Have you screwed yourself lately? I know I have.. And no, I’m not talking about in the fun and physical sense. I’ve often wondered why we put up roadblocks to our own success? I know for sure where I want to go, who I want to be and what the best version of myself looks like. I love writing. I want to share my passion with the world. Yet, at every proper chance I get to do that, I freeze and my brain fogs over. How can I create something new or express my inner workings when the only thoughts that spring up are ones of self doubt and crippling fear? My love/hate relationship with procrastination has been developing slowly over many years. It holds me back, while keeping me cosy in the knowledge that if I don’t try I can’t fail. But what would happen if I did fail? Have I ever been at rock bottom and picked myself up again? Yes indeed. Was it easy? Not in the slightest. But that’s where my strength has come from. The power I hold that keeps me going. The one that eventually makes me pick my pen up, even when I’m not sure that I have anything worth saying.

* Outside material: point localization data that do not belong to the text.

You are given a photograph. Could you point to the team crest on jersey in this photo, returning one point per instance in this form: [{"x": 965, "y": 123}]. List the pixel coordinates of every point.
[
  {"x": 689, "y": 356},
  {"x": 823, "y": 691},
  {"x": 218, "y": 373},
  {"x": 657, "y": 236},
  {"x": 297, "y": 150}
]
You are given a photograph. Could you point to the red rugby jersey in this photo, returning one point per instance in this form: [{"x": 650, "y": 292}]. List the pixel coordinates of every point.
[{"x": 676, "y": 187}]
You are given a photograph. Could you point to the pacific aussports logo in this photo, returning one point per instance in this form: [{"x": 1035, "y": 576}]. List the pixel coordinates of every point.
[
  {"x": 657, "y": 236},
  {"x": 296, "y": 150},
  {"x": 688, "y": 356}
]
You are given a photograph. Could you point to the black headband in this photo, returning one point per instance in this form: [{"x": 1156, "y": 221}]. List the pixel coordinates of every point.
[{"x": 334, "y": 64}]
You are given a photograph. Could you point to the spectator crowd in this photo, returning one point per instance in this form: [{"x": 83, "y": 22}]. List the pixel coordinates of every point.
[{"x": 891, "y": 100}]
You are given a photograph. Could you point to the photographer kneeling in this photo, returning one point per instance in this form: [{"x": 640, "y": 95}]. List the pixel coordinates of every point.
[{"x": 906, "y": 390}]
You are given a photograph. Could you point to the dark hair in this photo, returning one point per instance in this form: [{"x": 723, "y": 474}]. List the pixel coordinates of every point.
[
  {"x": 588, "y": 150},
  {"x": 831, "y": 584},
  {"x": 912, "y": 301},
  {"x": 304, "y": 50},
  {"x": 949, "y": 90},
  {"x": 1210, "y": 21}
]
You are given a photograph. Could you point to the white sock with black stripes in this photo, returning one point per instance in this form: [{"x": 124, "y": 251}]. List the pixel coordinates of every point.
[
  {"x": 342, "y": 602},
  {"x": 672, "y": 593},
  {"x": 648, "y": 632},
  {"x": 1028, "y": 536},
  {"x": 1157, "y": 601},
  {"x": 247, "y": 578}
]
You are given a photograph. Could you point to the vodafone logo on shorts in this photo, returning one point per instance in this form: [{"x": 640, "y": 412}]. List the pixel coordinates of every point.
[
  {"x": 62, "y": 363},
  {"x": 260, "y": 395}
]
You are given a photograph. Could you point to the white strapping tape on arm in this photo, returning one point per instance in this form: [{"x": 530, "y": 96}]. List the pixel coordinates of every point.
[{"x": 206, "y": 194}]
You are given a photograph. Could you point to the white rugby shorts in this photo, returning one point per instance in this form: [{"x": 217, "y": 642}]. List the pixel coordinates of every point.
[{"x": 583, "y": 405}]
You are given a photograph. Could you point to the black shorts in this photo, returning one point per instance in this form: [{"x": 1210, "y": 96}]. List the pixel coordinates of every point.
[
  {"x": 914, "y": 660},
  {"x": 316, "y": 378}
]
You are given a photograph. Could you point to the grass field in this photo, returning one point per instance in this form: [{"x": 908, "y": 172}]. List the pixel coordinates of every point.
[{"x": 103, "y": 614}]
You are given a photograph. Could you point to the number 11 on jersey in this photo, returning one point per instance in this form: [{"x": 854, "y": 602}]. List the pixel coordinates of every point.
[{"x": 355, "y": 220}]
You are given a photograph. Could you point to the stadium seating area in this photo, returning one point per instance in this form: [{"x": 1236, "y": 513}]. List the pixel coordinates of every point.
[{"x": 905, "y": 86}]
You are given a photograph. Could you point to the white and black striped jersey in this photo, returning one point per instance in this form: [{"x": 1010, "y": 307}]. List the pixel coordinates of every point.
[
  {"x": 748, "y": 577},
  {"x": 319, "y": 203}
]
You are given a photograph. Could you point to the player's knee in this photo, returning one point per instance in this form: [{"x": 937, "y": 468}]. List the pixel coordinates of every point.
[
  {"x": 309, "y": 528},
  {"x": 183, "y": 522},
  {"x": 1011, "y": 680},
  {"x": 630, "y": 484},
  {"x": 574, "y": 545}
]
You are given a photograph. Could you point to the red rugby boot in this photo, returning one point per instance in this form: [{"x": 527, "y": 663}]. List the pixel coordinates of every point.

Having suffered from depression since my early teens I’m no stranger to feelings of self loathing, despair and seeing the world through grey tinted spectacles. There’s a little voice in my head that tells me that I’m not good enough, that nothing I do is worthwhile, that there’s no point in even trying. That voice can be very difficult to ignore. Reason pops it’s head up every now and then. It asks my negative side a few probing questions, such as.. If I’m so awful, how do I still have friends? How has my previous work been published? Why do certain people, that don’t have to be nice, tell me they’ve enjoyed my ramblings immensely? Reason may even remind that negative side of the times when life has been easier. When the words have flowed, when fun and entertainment and quality times with friends and family have been abundant. I’ve often danced into the wee hours without a care in the world. I may have spent as much time, if not more, sobbing into my pillow and feeling like I’d never be that carefree again. But I always rise. I eventually conquer my self imposed obstacles. The world will keep turning, regardless of whether I, or you, or any of us, give up on or go for our dreams. If I don’t do it, somebody else, someone who’s not necessarily more talented than myself, but perhaps a bit braver, will take the chances that I haven’t. They will put their mark on the Earth. Their voice will be heard instead of mine. I’ve decided that that’s not good enough. I deserve to be seen and heard and I’m not going to give up. Are you?